劇団ひとりは、萬田さんに「早く逃げた方がいい」的なことを言いに来る役でした(一瞬だけ?)

アルマが健気じゃありませんか。
救援を頼みに走って、一生懸命帰ってきた姿に号泣っス。
犬種がシェパードってことで、見る前はイマイチ気乗りがしなかったのですが(推薦しておいて本当にすみません。

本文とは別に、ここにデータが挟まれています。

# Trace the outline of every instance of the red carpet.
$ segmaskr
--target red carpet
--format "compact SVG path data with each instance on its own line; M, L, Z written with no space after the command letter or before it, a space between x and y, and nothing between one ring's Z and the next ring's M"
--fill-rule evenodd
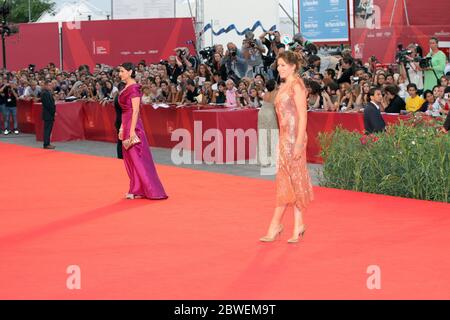
M120 160L0 153L0 299L450 298L448 204L315 188L305 240L289 211L262 244L273 182L158 166L170 199L133 202Z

シェパードの飼い主の方、本当〜〜にすみません)
なんてカワイイのー!耳がピョンと立った顔、たまらんです。
シェパードに目覚めましたw


あの子役のコ、ゲゲゲの次女だったか。
気づきませんでしたw

犬一(って書くのでしょうか?)
柴犬もかわいかったですねえ。

小泉孝太郎のマッチョな人格、珍しいですよね!
そして玉鉄、死に際までキレイだったです。

キレイだのかわいいだの、そんな感想ばかりで…
犬の、掛け値なしの愛情が素敵です。

戦場には馬も連れて行かれますが、人間の都合でかわいそうですね…

投稿: マイティ | 2010年12月19日 (日) 01時19分

マイティ様
コメント、ありがとうございます。 ドラマを紹介くださり、ここであらためてお礼申し上げます。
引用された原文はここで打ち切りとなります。